Preparing for Interviews
Being prepared for the interview is the number-one way to calm your nerves. The employer has seen your resume and cover letter and is interested enough to want to meet you – you’ve already made the first cut. Remember that the interviewer is trying to find out if you are a good fit for the position and the organization. Give him or her reasons to say ‘yes’!
- Research – find out everything you can about the organization. The interviewer will be able to tell if you’ve done your homework. The more you know the more interested and motivated you will appear. It also shows the employer that you’re ready to hit the ground running.
- Network – if you got the interview through networking, use that to make a personal connection with the interviewer. Try to do this early on–it will help you to feel like the interview is more like a conversation and you’ll feel more at ease.

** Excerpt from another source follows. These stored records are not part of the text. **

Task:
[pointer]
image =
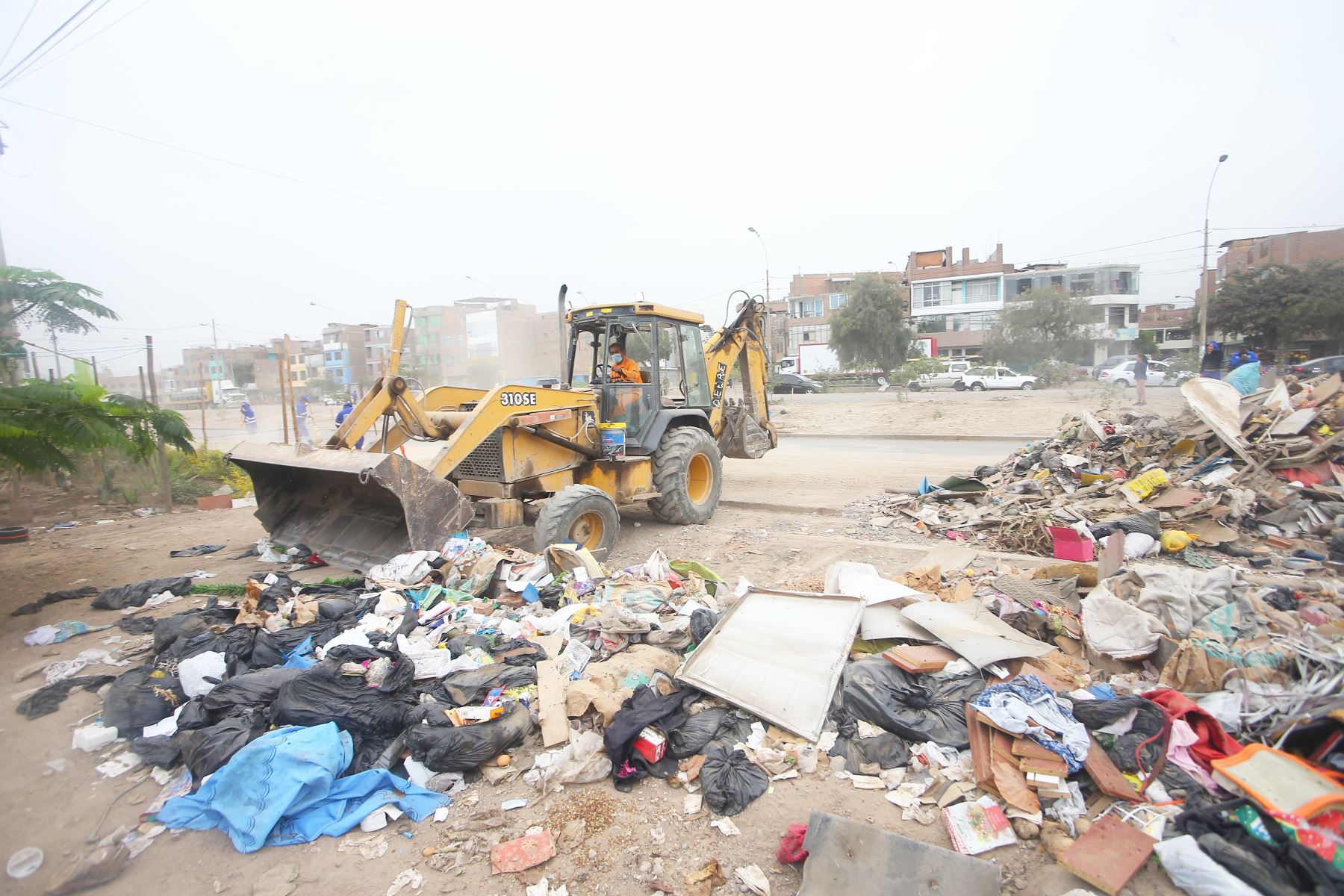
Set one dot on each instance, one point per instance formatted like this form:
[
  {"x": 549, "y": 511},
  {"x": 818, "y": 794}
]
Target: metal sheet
[
  {"x": 974, "y": 632},
  {"x": 779, "y": 655},
  {"x": 1219, "y": 405}
]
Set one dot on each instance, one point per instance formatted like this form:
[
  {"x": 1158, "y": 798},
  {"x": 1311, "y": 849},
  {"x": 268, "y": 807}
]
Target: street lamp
[
  {"x": 483, "y": 284},
  {"x": 1203, "y": 269}
]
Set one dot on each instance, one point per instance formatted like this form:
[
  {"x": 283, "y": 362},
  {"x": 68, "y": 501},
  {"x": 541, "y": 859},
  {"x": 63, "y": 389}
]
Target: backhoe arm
[{"x": 742, "y": 430}]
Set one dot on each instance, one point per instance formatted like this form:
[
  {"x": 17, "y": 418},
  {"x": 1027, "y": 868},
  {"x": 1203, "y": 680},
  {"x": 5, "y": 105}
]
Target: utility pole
[
  {"x": 164, "y": 477},
  {"x": 205, "y": 435},
  {"x": 1203, "y": 267}
]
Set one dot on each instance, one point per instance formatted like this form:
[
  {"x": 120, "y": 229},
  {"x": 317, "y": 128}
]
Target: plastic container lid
[{"x": 23, "y": 862}]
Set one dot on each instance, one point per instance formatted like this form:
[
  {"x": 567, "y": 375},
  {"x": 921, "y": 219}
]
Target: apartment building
[
  {"x": 1172, "y": 328},
  {"x": 956, "y": 302},
  {"x": 804, "y": 314}
]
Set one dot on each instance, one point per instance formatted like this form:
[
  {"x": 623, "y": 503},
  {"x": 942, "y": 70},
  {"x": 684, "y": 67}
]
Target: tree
[
  {"x": 43, "y": 300},
  {"x": 1042, "y": 324},
  {"x": 1273, "y": 305},
  {"x": 871, "y": 328},
  {"x": 243, "y": 374}
]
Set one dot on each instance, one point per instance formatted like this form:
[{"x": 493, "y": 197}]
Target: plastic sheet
[
  {"x": 732, "y": 781},
  {"x": 913, "y": 707}
]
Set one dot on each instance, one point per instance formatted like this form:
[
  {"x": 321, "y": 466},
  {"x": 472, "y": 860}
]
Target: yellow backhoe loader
[{"x": 522, "y": 453}]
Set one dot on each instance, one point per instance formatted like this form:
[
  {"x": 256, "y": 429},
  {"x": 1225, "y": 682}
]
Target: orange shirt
[{"x": 625, "y": 371}]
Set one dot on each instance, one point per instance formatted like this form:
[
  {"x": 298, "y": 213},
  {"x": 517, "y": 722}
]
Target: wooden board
[
  {"x": 1109, "y": 855},
  {"x": 1105, "y": 774},
  {"x": 550, "y": 692}
]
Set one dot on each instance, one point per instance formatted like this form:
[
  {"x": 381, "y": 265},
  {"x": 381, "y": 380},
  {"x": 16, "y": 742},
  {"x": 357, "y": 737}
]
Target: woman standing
[{"x": 1142, "y": 379}]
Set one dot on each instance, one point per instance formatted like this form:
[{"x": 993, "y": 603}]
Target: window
[
  {"x": 981, "y": 290},
  {"x": 697, "y": 381}
]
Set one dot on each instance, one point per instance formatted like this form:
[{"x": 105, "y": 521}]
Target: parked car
[
  {"x": 981, "y": 378},
  {"x": 794, "y": 383},
  {"x": 1317, "y": 366},
  {"x": 1159, "y": 374},
  {"x": 1115, "y": 361},
  {"x": 949, "y": 378}
]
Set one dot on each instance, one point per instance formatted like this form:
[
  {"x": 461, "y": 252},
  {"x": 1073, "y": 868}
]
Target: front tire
[
  {"x": 581, "y": 514},
  {"x": 688, "y": 474}
]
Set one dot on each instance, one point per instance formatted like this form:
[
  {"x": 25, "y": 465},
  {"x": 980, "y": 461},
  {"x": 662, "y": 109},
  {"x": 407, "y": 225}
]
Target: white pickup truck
[{"x": 948, "y": 378}]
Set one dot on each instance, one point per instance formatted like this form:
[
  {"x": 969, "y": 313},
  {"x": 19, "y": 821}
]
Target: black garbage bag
[
  {"x": 532, "y": 655},
  {"x": 47, "y": 697},
  {"x": 695, "y": 732},
  {"x": 645, "y": 709},
  {"x": 54, "y": 597},
  {"x": 914, "y": 707},
  {"x": 464, "y": 642},
  {"x": 136, "y": 625},
  {"x": 887, "y": 750},
  {"x": 196, "y": 550},
  {"x": 732, "y": 781},
  {"x": 1278, "y": 868},
  {"x": 206, "y": 750},
  {"x": 702, "y": 623},
  {"x": 141, "y": 697},
  {"x": 158, "y": 751},
  {"x": 472, "y": 685},
  {"x": 134, "y": 595},
  {"x": 1145, "y": 523},
  {"x": 452, "y": 748},
  {"x": 270, "y": 648},
  {"x": 190, "y": 623},
  {"x": 322, "y": 695}
]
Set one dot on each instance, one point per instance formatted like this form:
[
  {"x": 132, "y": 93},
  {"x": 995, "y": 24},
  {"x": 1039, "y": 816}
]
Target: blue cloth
[
  {"x": 1245, "y": 378},
  {"x": 282, "y": 788}
]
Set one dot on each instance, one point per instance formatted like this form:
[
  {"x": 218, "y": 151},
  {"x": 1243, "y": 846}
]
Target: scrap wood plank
[
  {"x": 550, "y": 692},
  {"x": 1105, "y": 774},
  {"x": 981, "y": 748}
]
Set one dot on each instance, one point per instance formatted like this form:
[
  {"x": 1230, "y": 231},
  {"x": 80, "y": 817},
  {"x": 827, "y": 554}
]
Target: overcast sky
[{"x": 628, "y": 147}]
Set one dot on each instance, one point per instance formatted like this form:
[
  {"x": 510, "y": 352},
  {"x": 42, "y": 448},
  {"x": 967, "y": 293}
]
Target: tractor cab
[{"x": 647, "y": 366}]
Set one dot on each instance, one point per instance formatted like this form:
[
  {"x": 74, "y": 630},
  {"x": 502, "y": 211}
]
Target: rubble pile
[
  {"x": 1254, "y": 477},
  {"x": 1101, "y": 711}
]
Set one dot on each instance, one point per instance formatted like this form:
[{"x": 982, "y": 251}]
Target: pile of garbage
[
  {"x": 1254, "y": 477},
  {"x": 1191, "y": 714}
]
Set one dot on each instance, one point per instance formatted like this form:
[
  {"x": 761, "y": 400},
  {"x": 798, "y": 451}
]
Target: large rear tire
[
  {"x": 581, "y": 514},
  {"x": 688, "y": 473}
]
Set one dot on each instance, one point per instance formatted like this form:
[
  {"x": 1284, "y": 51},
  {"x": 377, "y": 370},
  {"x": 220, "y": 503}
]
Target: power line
[
  {"x": 45, "y": 40},
  {"x": 15, "y": 38},
  {"x": 35, "y": 69}
]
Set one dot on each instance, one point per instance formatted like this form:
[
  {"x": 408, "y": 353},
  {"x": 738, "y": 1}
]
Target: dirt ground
[{"x": 764, "y": 531}]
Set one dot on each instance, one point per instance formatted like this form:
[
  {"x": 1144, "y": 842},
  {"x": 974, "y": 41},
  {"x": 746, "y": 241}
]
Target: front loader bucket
[{"x": 352, "y": 508}]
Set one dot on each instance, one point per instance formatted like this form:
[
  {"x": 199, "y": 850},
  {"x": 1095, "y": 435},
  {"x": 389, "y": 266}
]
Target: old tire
[
  {"x": 688, "y": 473},
  {"x": 581, "y": 514}
]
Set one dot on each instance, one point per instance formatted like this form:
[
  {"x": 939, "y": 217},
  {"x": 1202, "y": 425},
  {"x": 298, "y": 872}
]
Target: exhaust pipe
[{"x": 564, "y": 340}]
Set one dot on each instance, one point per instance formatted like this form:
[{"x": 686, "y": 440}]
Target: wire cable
[
  {"x": 37, "y": 67},
  {"x": 15, "y": 38},
  {"x": 47, "y": 40}
]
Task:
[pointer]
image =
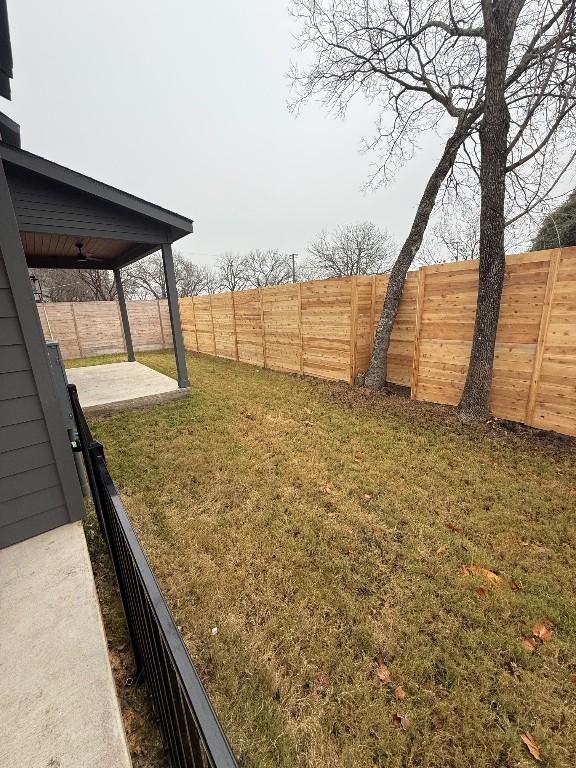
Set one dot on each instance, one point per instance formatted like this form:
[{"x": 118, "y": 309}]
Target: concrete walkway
[
  {"x": 58, "y": 700},
  {"x": 121, "y": 386}
]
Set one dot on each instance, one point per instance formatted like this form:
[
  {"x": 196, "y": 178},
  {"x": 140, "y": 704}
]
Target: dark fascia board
[
  {"x": 180, "y": 225},
  {"x": 70, "y": 262}
]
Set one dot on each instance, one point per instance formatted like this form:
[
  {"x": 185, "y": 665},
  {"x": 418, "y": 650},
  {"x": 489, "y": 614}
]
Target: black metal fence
[{"x": 190, "y": 729}]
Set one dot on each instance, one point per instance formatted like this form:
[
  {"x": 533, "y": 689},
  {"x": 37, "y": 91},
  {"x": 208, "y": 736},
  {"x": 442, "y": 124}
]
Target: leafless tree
[
  {"x": 426, "y": 66},
  {"x": 262, "y": 268},
  {"x": 76, "y": 284},
  {"x": 145, "y": 279},
  {"x": 230, "y": 272},
  {"x": 355, "y": 249}
]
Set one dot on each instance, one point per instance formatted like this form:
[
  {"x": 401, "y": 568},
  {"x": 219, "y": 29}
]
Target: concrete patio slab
[
  {"x": 121, "y": 386},
  {"x": 59, "y": 706}
]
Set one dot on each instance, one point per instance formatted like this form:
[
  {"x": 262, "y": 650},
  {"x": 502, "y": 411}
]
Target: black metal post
[
  {"x": 124, "y": 315},
  {"x": 172, "y": 294}
]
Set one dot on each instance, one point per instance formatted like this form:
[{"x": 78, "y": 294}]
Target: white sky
[{"x": 184, "y": 104}]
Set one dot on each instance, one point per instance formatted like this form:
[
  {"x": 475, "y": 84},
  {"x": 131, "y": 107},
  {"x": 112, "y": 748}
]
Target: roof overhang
[{"x": 57, "y": 208}]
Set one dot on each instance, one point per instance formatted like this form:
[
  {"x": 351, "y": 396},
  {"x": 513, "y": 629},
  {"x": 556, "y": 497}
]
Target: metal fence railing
[{"x": 191, "y": 732}]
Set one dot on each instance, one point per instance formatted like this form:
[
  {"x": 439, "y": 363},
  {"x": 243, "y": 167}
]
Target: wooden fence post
[
  {"x": 353, "y": 325},
  {"x": 76, "y": 329},
  {"x": 234, "y": 322},
  {"x": 542, "y": 333},
  {"x": 300, "y": 328},
  {"x": 212, "y": 322},
  {"x": 161, "y": 324},
  {"x": 195, "y": 326},
  {"x": 263, "y": 327},
  {"x": 372, "y": 313},
  {"x": 419, "y": 309},
  {"x": 47, "y": 322}
]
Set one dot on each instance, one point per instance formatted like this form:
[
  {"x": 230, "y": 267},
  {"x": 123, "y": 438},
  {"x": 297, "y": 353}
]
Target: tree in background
[
  {"x": 426, "y": 65},
  {"x": 558, "y": 230},
  {"x": 354, "y": 249},
  {"x": 145, "y": 279},
  {"x": 76, "y": 284},
  {"x": 229, "y": 272},
  {"x": 262, "y": 268}
]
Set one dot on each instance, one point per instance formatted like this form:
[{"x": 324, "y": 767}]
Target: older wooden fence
[
  {"x": 325, "y": 328},
  {"x": 94, "y": 327}
]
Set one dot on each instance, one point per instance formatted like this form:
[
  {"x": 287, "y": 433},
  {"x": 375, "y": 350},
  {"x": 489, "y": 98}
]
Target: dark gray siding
[
  {"x": 42, "y": 205},
  {"x": 31, "y": 496}
]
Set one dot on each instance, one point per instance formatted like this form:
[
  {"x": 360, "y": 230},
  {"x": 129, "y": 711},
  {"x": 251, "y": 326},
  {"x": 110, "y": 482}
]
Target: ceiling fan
[{"x": 83, "y": 257}]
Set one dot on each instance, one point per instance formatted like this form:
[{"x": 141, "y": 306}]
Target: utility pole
[{"x": 293, "y": 257}]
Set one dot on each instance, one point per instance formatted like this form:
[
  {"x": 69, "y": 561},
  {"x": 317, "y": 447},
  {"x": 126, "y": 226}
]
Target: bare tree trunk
[
  {"x": 475, "y": 401},
  {"x": 375, "y": 377}
]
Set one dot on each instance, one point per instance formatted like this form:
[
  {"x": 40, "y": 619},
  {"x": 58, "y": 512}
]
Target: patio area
[{"x": 115, "y": 387}]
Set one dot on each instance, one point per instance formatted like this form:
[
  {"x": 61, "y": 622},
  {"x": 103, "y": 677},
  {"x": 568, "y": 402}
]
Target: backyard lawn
[{"x": 361, "y": 580}]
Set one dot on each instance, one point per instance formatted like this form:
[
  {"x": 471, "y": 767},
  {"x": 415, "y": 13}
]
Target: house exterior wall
[
  {"x": 43, "y": 205},
  {"x": 39, "y": 488}
]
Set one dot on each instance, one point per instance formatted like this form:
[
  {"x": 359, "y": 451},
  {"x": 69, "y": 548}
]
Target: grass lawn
[{"x": 371, "y": 565}]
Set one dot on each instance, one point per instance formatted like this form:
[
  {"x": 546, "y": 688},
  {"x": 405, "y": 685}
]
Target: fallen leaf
[
  {"x": 485, "y": 573},
  {"x": 542, "y": 632},
  {"x": 529, "y": 644},
  {"x": 533, "y": 748},
  {"x": 383, "y": 673},
  {"x": 441, "y": 550},
  {"x": 401, "y": 721},
  {"x": 453, "y": 528}
]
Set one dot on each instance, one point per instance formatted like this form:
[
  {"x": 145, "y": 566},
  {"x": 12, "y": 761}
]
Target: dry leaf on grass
[
  {"x": 401, "y": 721},
  {"x": 383, "y": 673},
  {"x": 484, "y": 573},
  {"x": 453, "y": 528},
  {"x": 441, "y": 551},
  {"x": 529, "y": 644},
  {"x": 533, "y": 748},
  {"x": 542, "y": 632}
]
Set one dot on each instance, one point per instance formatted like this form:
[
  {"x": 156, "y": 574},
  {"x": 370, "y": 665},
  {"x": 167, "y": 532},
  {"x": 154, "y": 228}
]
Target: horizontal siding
[
  {"x": 14, "y": 358},
  {"x": 10, "y": 332},
  {"x": 19, "y": 411},
  {"x": 21, "y": 435},
  {"x": 30, "y": 481},
  {"x": 25, "y": 507},
  {"x": 44, "y": 521},
  {"x": 41, "y": 204},
  {"x": 16, "y": 385},
  {"x": 31, "y": 496},
  {"x": 26, "y": 458},
  {"x": 7, "y": 308}
]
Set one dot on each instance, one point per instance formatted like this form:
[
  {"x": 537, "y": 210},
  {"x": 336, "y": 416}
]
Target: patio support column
[
  {"x": 172, "y": 294},
  {"x": 124, "y": 315}
]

- Resume and cover letter – if you’ve gotten the interview, chances are the employer has already seen your resume but you should bring a copy of them with you to the interview, especially if you’ve got a more up-to-date version of your resume.
- List of skills – before the interview, make a list of your skills and abilities. These are what will make you an asset to your future employer; use the list to put yourself in a positive frame of mind and help you “sell” yourself to the interviewer. Your portfolio is a great starting point for this list, since it sums up your experience and interests.
- Practice – the Career Services Network offers practice interviews with employers throughout the year. Check Handshake for dates and times to sign up. Another way to practice is to videotape a practice interview with a friend. Watch the tape to see how you appear to an interviewer. Although this can be uncomfortable, it’s a great way to test your ability to answer common interview questions and get prompt feedback on your body language and speech patterns.
- Another way to practice your interview skills is to use InterviewStream. You will need a webcam to record a practice interview response to the questions provided. Simply play back to see how you are doing or send the recorded practice interview to an adviser or parents for input. It’s pretty easy to use! If you do not have access to a webcam, stop into career services office and record your practice interview there.
- Arrive late or appear rushed or disorganized.
- Seem over-eager and desperate.
- Apologize for your background or experience.
- Criticize your past employers or co-workers in any way.
- Ask questions that you know the answers to.
- Oversell your qualities.
- Ask about salary and job benefits before you have a solid job offer.
- Elaborate on unnecessary details to fill an awkward silence.
- Wear unusual clothes or heavy cologne; always be very conservative.